AVD2: Accident Video Diffusion for Accident Video Description

2025 IEEE International Conference on Robotics & Automation (ICRA2025)

AVD2: Accident Video Diffusion for Accident Video Description

The First Work to Generate Accident Videos:

This repository is an official implementation of AVD2: Accident Video Diffusion for Accident Video Description.

Created by:
Cheng Li^[1,2,*], Keyuan Zhou^[1,3,*], Tong Liu^[1,4,*], Yu Wang^[1,5,*], Mingqiao Zhuang^[6],
Huan-ang Gao^[1], Bu Jin^[1], and Hao Zhao^[1,7,8,†]

* Indicates equal contribution.
† The corresponding author.

Affiliations:

Institute for AI Industry Research (AIR), Tsinghua University.
Academy of Interdisciplinary Studies, the Hong Kong University of Science and Technology.
College of Communication Engineering, Jilin University.
School of Cyber Science and Engineering, Nanjing University of Science and Technology.
School of Automation, Beijing Institute of Technology.
College of Foreign Language and Literature, Fudan University.
Beijing Academy of Artificial Intelligence (BAAI).
Lightwheel AI.

Our System Framework:

Our AVD2 Project Video is available at:

AVD2 Project Video: https://youtu.be/iGdSIofB_k8

Introduction

We propose a novel framework, AVD2 (Accident Video Diffusion for Accident Video Description), which enhances transparency and explainability in autonomous driving systems by providing detailed natural language narrations and reasoning for accident scenarios.

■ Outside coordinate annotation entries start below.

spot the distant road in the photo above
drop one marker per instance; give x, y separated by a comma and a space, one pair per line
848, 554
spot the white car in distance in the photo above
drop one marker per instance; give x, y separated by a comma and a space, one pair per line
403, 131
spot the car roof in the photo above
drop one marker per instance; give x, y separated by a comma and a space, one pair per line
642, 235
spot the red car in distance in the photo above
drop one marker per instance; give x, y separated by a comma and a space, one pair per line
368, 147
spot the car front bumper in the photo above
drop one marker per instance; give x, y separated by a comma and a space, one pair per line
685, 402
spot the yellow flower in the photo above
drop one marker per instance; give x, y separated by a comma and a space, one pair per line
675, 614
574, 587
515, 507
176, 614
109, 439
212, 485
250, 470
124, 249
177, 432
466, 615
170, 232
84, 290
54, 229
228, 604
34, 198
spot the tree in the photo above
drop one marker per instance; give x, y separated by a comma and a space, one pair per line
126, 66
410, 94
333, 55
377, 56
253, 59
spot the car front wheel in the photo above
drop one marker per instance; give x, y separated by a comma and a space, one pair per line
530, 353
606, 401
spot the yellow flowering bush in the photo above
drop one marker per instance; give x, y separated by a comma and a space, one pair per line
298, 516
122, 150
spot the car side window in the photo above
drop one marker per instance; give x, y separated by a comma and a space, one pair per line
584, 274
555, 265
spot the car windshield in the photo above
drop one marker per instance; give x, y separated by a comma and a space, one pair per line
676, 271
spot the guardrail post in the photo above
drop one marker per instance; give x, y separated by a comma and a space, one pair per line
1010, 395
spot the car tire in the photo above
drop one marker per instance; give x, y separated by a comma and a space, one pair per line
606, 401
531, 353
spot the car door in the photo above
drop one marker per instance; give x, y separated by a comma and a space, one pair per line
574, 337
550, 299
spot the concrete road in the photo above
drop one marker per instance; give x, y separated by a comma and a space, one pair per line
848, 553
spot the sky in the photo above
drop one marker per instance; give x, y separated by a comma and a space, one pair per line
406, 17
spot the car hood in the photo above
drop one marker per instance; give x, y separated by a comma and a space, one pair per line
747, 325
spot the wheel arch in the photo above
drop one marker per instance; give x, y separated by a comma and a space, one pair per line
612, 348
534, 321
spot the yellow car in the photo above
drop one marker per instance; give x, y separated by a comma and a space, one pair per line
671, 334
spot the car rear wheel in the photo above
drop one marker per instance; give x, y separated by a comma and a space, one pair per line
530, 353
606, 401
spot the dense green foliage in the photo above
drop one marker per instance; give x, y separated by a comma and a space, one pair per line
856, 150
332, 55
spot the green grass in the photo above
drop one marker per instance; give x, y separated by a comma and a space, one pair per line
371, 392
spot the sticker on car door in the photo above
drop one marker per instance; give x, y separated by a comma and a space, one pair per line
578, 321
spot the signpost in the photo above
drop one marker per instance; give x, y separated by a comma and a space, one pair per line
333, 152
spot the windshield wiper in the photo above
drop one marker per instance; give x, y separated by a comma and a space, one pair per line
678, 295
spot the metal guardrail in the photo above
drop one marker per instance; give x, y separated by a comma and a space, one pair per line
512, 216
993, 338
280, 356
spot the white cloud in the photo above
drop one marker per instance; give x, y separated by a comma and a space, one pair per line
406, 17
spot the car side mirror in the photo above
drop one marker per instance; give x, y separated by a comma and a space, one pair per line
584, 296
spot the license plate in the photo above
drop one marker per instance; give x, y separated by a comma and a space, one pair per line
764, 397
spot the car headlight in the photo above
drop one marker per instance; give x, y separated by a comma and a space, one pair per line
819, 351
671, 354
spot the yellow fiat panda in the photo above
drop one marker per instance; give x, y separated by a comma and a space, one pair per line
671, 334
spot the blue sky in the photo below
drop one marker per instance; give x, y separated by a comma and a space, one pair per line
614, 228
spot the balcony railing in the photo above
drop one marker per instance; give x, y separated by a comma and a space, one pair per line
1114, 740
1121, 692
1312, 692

AVD2 jointly tackles both the accident description and prevention tasks, offering actionable insights through a shared video representation.This repository includes (will be released soon) the full implementation of AVD2, along with the training and evaluation setups, the generated accident dataset EMMAU dataset and the conda environment.

Note

We have uploaded the required environment of our AVD2 system.
We have released the whole raw EMM-AU dataset (including raw MM-AU dataset and the raw generation videos.
We have released the whole processed dataset of the EMM-AU dataset.
We have released the instructions and codes for the data augmentation (including super-resolution code and the instructions for Open-Sora finetuning).
We have released the checkpoint file of our fintuned improved Open-Sora 1.2 model.
We have released the data preprocessing codes ("/root/src/prepro/") and the model evaluation codes ("/root/src/evalcap/"&"/root/evaluation/") of the project.

Getting Started Environment

Create conda environment:

conda create --name AVD2 python=3.8

Install torch:

pip install torch==1.13.1+cu117 torchaudio==0.13.1+cu117 torchvision==0.14.1+cu117 -f https://download.pytorch.org/whl/torch_stable.html

Install apex:

git clone https://github.com/NVIDIA/apex
cd apex
pip install -v --no-cache-dir --no-build-isolation --global-option="--cpp_ext" --global-option="--cuda_ext" --global-option="--deprecated_fused_adam" --global-option="--xentropy" --global-option="--fast_multihead_attn" ./
cd ..
rm -rf apex

Install mpi4py:

conda install -c conda-forge mpi4py openmpi

Install other dependencies and packages

pip install -r requirements.txt

More Details for our System

Our AVD2 framework is based on the Action-aware Driving Caption Transformer (ADAPT) and Self Critical Sequence Training (SCST).
The codes and more information about ADAPT and SCST can be found and referenced here:
ADAPT: https://arxiv.org/pdf/2302.00673
ADAPT codes: https://github.com/jxbbb/ADAPT/tree/main?tab=MIT-1-ov-file
SCST: https://arxiv.org/abs/1612.00563
SCST codes: https://github.com/ruotianluo/self-critical.pytorch

Dataset

This part includes the Dataset Preprocessing code, the Raw Dataset (including the whole EMM-AU dataset), the codes and steps to do the data augmentation and the Processed Dataset.

Dataset Preprocessing

Need to change the name of the train/val/test dataset and the locations.

cd src
cd prepro
sh preprocess.sh

Raw Dataset Download

EMM-AU(Enhanced MM-AU Dataset) contains "Raw MM-AU Dataset" and the "Enhanced Generated Videos".

Parts	Download
Raw MM-AU Dataset	Official Github Page
Our Enhanced Generated Videos	HuggingFace

Data Augmentation

We utilized Project Open-Sora 1.2 to inference the "Enhanced Part" of EMM-AU. You can reference Open-Sora Official GitHub Page for installation.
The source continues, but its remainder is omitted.